The role played by some former UNHRC officials, investigators, advisors, and advocacy-linked actors continues to generate controversy because many publicly engaged in activism-like conduct while simultaneously presenting themselves as impartial institutional voices.
The contradiction becomes even sharper when ordinary Tamils living inside Sri Lanka simply seek
- jobs,
- education,
- economic stability,
- infrastructure,
- investment,
- and peaceful coexistence.
Those living in Sri Lanka seek normalcy — not permanent emotional mobilization rooted in conflict-era politics.
Thus, seventeen years after the defeat of the LTTE, Sri Lanka faces a new form of struggle:
not armed separatism,
but narrative separatism.
A struggle over:
- memory,
- victimhood,
- legitimacy,
- and international political perception.
The tragedy is that many ordinary Sri Lankans across all communities have already learned to coexist far better than some external political narratives are willing to admit.
People:
- work together,
- study together,
- conduct business together,
- and increasingly move forward together.
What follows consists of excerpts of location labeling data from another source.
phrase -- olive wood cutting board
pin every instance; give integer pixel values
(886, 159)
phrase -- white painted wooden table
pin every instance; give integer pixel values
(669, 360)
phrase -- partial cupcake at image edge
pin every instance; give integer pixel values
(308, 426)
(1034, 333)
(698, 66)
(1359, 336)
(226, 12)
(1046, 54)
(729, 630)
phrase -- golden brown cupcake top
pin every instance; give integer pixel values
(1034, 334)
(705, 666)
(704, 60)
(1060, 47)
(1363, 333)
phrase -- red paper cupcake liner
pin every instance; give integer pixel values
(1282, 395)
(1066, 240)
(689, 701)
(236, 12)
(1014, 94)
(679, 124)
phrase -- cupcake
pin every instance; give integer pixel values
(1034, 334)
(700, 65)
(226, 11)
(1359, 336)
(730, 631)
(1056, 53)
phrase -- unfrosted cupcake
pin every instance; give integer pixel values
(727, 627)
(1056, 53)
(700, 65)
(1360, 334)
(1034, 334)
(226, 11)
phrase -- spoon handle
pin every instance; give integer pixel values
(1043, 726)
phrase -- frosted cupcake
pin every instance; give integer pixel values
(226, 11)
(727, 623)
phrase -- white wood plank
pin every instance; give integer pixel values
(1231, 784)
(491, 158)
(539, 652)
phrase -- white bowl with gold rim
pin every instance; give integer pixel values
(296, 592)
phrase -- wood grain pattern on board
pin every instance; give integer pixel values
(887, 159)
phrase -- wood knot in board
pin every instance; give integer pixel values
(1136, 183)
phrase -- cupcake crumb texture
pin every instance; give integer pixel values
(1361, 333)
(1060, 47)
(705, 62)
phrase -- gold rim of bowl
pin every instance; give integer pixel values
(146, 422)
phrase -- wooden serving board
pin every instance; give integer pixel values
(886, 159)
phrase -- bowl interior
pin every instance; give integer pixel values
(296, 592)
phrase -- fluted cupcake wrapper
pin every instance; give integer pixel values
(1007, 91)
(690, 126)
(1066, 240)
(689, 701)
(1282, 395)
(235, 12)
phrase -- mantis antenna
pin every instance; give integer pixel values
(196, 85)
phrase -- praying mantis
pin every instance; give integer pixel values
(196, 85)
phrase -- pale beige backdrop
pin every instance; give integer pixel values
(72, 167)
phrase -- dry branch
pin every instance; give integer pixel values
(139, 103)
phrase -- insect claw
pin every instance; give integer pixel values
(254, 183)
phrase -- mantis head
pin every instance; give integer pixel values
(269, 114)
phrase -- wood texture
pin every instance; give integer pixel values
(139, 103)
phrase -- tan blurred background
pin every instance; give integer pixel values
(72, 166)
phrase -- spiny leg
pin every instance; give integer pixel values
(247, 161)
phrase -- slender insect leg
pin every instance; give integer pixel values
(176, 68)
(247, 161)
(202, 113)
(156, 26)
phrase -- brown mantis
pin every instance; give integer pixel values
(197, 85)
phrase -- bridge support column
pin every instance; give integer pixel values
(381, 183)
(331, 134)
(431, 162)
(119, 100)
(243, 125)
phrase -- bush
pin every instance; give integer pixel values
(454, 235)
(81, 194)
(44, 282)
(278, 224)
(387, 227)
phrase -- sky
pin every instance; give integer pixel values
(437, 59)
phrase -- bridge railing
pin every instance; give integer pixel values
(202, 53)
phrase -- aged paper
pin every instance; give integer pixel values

But conflict narratives continue because unresolved grievance remains politically useful for multiple actors:
- diaspora political networks,
- foreign lobbying structures,
- sections of international advocacy institutions,
- regional political forces,
- and geopolitical actors competing for influence.
Those living in Sri Lanka cannot prevent the international charade but Sri Lanka must stand firm against the controversial external mechanisms being pushed through international bodies that have nothing to do with the conflict but using the conflict to achieve geopolitical goals.